Splice is an old-school science-gone-too-far chiller. Its director and co-writer is Vincenzo Natali, an American whose first two features oozed wit, invention and a talent for handling modest resources, rather in the mould of early John Carpenter. Natali's ingenious debut, Cube, was about some people who mysteriously find themselves trapped in a cube (and in some cases, actually are cubed – sliced and diced by booby traps). His futuristic spy drama Cypher played tricks with perception and identity in a way not unlike Inception, but with a fraction of the budget and stacks more humour.

Natali comes up trumps in equally no-nonsense fashion in Splice. It's the story of two gene-splicing scientists who create a new lifeform – a human/ animal hybrid that becomes a surrogate child to these earnest young Frankensteins in love. The couple, played by Sarah Polley and Adrien Brody, are named Elsa and Clive – after Elsa Lanchester and Colin Clive, stars of the 1930s Frankenstein films. The duo are first seen presiding over a birth, cooing over the newly delivered issue – which turns out to be an inchoate squirming sack of flesh. It's the latest creation of these two whiz-kid geneticists, whose ultimate aim is to produce new proteins of benefit to humanity – although the sheer arrogant pleasure of playing God seems to be getting the better of them.

Elsa, the tougher and more driven of the duo, wants to go further and incorporate human DNA into their creations.
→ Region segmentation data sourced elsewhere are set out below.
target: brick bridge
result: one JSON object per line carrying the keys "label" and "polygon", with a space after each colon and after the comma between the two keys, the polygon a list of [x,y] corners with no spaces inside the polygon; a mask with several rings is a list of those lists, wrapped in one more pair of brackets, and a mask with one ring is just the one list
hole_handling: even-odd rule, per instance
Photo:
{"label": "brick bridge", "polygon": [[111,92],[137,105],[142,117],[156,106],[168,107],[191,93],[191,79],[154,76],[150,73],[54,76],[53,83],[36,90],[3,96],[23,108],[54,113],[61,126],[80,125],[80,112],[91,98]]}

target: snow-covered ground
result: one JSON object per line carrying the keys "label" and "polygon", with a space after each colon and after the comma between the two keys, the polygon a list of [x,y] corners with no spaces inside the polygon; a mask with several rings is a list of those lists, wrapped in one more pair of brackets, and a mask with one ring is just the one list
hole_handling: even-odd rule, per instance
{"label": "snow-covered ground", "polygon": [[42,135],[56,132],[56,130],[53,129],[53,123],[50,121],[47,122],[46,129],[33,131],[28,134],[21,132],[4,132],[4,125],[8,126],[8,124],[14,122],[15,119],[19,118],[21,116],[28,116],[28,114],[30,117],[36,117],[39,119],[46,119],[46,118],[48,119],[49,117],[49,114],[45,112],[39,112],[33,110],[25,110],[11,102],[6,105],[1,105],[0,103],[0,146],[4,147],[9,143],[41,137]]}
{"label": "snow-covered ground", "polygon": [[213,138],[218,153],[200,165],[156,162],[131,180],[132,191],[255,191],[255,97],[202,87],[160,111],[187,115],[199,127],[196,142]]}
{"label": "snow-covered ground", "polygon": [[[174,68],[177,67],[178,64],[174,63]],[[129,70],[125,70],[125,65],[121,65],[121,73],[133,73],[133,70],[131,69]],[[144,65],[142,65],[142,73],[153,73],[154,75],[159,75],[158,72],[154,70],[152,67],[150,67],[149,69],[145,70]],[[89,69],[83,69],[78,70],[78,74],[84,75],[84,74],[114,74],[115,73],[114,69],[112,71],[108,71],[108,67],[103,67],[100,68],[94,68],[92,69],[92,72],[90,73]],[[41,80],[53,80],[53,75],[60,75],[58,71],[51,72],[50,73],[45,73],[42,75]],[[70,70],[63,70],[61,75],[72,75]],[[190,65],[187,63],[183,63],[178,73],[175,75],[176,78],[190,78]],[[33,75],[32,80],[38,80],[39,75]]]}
The result is something to reckon with – another fleshy blob that emerges from ominously spectacular birth throes to pass through a bizarre series of mutations. It starts off as a flailing fish thing; comes to resemble an oven-ready chicken as painted by Francis Bacon; then very rapidly grows into something recognisable as a girl child, albeit with ostrich legs, pictured below. Resisting sentiment at first, Elsa then embraces it as a daughter and christens it "Dren" – reversing the cute initials of her and Clive's company, Nucleic Exchange Research & Development.

On an immediate level, Splice is simply an effective creature feature with a potent Freudian underpinning. But it also satirises the tendency of today's adults to remain overgrown children themselves. Less like adult lovers than narcissistic, (almost) asexual siblings, Elsa and Clive – who live in a flat filled with hip-cute-arty baby figures – are completely thrown by the new responsibilities thrust upon them.

The film is very funny in its dark jokes about parenthood and the horrible dawning realisations that come with the job: that babies are very noisy, demand endless attention and totally mess up your work habits. The funniest line – "We're biochemists, we can handle this" – could speak for the delusion of all new parents that no small, helpless creature could possibly be that hard to manage. But the more the couple come to behave like a mother and father, the more we sympathise with Dren: like that other misunderstood only child cobbled together on Dr Frankenstein's slab, she's simply the victim of irresponsible parenting.

Most originally, Splice contrives a new spin on cinema's traditional treatment of white-coated scientists. They may be obsessives who rarely leave the lab, but Clive and Elsa are new-breed boffins – self-conscious hipsters drunk on their avant-garde glory. Chic dressers yearning to acquire a "lifestyle loft", they pride themselves on being both scientifically and culturally cutting-edge: "Wired doesn't interview losers," Elsa boasts.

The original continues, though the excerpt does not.